Construction of an efferocytosis-related long non-coding ribonucleic acid scoring system to predict clinical outcome and immunotherapy response in pancreatic adenocarcinoma

Biochem Biophys Rep. 2023 Sep 1:35:101540. doi: 10.1016/j.bbrep.2023.101540. eCollection 2023 Sep.

Abstract

Background: Efferocytosis suppresses antitumour immune responses by inducing the release and secretion of cytokines. Long non-coding ribonucleic acids (lncRNAs) have various functions in different forms of programmed cell death and in immune regulation. This study aims to explore the potential role of efferocytosis-related lncRNAs as biomarkers in pancreatic adenocarcinoma (PAAD).
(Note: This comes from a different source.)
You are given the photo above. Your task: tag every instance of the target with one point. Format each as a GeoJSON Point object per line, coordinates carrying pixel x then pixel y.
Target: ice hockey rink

Methods: Transcriptome profiles, simple nucleotide variations and clinical data of patients with PAAD were extracted from The Cancer Genome Atlas (TCGA) database. Co-expression algorithms identified efferocytosis-related lncRNAs. The efferocytosis-related lncRNA scoring system (ERLncSys) was established using Cox regression and the Least Absolute Shrinkage and Selection Operator algorithm. Additionally, Kaplan-Meier (K-M) curves, Cox regression, receiver operating characteristic (ROC) curves and clinical parameter stratification analyses were used to evaluate ERlncSys. Moreover, ERlncSys was explored through Gene Set Variation Analysis, Gene Ontology and Kyoto Encyclopedia of Genes and Genomes analyses. Furthermore, the TIMER platform, ESTIMATE algorithm, single sample Gene Set Enrichment Analysis and immune checkpoint analysis were utilised to explore the predictive power of ERlncSys for the tumour immune microenvironment (TIME). Finally, a consensus clustering algorithm identified distinct molecular profiles among patients with PAAD, aiding in the identification of potential beneficiaries for immunotherapy.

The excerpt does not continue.